Still the trapped ghosts of curling cursive remain, moaning their serifs—
spirit, ectoplasm, energy stays in these, his last words written.

Another hour, another moment, when we are together in the flames—
oh, Love, I burn a different color with the thought of your face.

With ink as black as lies, as cold as moonless winter nights,
he signed his name like a forger, a brilliant copy of a lover.

Let fire cleanse his words from the heart of the forest.
Set flame to yellow paper, set flame to curling leaves, to the trees!


Out of the darkness of our love I see
the chromium clouds lighten, gulls 
in the wind, the spindrift dunes.

Everything is quickened by fear—
the deer darting into the brush,
your awakening gasp, taillights.

I wear it all like a tailored business suit.

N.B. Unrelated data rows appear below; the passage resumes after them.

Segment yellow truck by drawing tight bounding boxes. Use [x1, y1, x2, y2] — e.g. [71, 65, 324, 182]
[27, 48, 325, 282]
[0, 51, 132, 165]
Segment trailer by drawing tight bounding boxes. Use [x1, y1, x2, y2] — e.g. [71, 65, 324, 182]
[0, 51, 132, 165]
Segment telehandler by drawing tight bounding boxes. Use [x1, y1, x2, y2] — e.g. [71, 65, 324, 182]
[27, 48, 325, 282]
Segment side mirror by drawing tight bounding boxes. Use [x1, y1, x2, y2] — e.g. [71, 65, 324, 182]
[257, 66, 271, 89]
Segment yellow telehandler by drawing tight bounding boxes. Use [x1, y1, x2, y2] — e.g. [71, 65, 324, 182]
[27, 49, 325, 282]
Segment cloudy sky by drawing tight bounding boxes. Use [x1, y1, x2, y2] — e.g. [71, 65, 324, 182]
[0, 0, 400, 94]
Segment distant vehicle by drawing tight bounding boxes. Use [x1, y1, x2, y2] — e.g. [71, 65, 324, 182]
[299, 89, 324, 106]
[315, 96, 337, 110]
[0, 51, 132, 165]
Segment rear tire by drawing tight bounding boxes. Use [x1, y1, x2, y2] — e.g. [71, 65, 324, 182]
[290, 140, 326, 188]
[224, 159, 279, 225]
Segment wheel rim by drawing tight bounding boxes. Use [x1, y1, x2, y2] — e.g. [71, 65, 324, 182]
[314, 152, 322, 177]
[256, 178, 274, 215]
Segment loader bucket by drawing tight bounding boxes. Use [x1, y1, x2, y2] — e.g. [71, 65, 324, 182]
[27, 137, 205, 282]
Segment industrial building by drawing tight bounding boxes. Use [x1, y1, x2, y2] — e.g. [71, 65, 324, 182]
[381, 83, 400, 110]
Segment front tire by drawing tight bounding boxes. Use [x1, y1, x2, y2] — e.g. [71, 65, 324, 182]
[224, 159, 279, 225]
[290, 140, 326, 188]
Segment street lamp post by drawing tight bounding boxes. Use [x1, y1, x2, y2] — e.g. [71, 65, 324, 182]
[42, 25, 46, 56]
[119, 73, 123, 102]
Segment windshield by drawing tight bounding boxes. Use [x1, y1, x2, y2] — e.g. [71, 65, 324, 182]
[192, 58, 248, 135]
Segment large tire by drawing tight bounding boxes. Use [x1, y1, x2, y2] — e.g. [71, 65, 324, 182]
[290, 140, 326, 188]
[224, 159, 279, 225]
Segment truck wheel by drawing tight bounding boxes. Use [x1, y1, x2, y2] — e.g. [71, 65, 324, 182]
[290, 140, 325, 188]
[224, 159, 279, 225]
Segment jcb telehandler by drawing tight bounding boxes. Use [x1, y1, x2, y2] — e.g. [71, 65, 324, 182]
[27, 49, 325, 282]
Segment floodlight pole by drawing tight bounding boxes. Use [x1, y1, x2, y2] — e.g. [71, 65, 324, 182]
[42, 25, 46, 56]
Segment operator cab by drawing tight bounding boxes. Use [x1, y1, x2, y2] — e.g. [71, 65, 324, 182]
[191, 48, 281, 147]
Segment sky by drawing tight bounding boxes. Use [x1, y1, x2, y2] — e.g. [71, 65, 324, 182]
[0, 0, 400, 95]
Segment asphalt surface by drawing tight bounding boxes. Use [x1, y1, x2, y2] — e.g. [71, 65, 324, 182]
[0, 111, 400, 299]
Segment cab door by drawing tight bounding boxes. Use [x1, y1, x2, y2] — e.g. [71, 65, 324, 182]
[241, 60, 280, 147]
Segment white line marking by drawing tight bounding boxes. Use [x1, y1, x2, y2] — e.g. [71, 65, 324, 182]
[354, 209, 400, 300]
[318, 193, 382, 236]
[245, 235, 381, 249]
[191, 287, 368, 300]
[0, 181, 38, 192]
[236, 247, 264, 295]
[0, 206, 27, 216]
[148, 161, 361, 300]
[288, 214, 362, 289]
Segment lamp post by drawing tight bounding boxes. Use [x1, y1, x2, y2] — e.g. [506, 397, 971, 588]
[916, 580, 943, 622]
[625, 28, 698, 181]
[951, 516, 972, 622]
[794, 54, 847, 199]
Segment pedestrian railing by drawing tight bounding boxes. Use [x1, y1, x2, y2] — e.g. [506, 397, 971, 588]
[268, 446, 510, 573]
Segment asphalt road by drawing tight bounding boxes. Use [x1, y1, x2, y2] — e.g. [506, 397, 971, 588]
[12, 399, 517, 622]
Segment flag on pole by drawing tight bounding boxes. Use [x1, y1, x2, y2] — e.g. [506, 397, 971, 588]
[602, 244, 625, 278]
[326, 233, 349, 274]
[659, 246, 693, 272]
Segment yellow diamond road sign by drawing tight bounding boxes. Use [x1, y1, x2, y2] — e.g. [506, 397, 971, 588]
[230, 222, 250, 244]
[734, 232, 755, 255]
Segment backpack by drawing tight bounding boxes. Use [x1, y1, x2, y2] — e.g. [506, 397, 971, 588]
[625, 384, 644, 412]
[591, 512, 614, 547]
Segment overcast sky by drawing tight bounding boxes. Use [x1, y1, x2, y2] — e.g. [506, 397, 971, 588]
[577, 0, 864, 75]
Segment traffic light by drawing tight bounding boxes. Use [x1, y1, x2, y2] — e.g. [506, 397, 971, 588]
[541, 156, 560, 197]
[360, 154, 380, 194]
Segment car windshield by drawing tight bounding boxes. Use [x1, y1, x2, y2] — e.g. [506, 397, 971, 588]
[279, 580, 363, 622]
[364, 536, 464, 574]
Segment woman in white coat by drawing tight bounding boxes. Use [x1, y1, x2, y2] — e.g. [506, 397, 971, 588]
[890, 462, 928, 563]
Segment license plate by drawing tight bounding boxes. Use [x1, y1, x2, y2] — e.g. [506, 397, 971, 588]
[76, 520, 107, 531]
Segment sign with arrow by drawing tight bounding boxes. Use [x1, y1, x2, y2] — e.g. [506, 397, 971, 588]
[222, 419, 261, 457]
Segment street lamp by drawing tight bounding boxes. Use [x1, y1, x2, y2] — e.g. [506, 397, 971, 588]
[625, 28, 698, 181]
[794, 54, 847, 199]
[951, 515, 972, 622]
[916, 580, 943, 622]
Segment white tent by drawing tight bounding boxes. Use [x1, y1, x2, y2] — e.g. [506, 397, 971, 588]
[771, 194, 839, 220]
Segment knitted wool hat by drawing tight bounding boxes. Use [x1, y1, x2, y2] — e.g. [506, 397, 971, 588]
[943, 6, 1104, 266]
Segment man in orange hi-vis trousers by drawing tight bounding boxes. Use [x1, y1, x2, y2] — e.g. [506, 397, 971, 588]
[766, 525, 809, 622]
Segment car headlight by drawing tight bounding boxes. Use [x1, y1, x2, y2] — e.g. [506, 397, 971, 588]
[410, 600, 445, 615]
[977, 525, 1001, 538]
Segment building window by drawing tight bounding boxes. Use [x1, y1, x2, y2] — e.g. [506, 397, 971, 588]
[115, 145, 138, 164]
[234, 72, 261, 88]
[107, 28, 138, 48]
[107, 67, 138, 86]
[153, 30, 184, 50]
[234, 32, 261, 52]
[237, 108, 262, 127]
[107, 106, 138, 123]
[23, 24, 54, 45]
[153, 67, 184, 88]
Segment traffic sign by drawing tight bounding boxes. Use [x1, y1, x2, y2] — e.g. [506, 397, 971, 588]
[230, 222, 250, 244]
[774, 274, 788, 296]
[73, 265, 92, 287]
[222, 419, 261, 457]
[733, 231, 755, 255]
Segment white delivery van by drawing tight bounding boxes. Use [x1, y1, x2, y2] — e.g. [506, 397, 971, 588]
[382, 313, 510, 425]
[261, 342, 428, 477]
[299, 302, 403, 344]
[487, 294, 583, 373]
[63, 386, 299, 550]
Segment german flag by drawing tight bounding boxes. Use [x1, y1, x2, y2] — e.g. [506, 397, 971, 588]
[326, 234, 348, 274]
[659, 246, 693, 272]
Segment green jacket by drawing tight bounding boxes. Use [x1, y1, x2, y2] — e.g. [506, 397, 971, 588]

I stood in the brush, without a word.  
The soft symphony of the river made 
the perfect background for her.  
Any movement would have drawn attention,
guilt rose like flushed pheasants on my brow.
Yes, I watched her. Water splashed against 
the backs of her legs. The moonlight cast her 
surreal silver—serene. Her head darted 
to every sound, her predator eyes glowing, 
keen, hungry.  I was a stiff  with stag fear, 
lucky to be downwind—praying 
for this wolf to disappear.

Portrait in a Free Trade World

You're walking alone in your steel town
—desolate— anxious of clocks and whistles.
The spirits of the dead laborers who dreamed,
this town crowd around you in a sudden march.
You feel like a soldier in rolled up sleeves, sweat
dripping down dirty forearms. Where is the war
that caused your brothers to die?  They were
your brothers, right?  Sometimes you are certain
that the people who made these streets, 
who smelled of metal and knew their god
was alloy, they were your family. Artillery 
shells have wounded the sidewalk; although
you can't remember explosions or jumping
into foxholes, but today you're confident 
you could storm an enemy gun emplacement.
You're certain you could compromise 
their depot on the edge of the county—
you've taken notes, made drawings, watched
their movements for days till the notepad pages 
are smudged with a grime that reminds you 
of factory dirt.  It's these little remembrances
of what it was like to work in a community,
to know all your neighbors, to feel secure
in an honest life, that stir you, fill you 
with anger when to think you so easily bought 
what the enemy sold in those early innocent days.
And you can't find a pair of shoes that were made
here or even in what’s left of this country.  
So you paint your face guerilla with coal and soil 
from the abandoned mill and walk like the black 
foreign suits, the carpetbaggers who lock their doors 
at night, and revel in cheap food and goods 
in the megamarket.  To them there are no seasons, 
no towns, no states, no boundaries, no sanctuaries, 
no preserves.  You trudge around these global villagers 
who detect the scent of money in your pocket.  
They don’t see your ghosts.  Do you think you are
clever enough to barter for your next need?  What 
service, what product can you offer in return?  
You're scaling the wreckage of the old hardware store, 
air thick with the smoke of violence, the carnage of a battle
that burns your nostrils.  The loose bricks and scrabble 
you clamber over are the last remnants of landmarks
from an old world you thought would always be right here.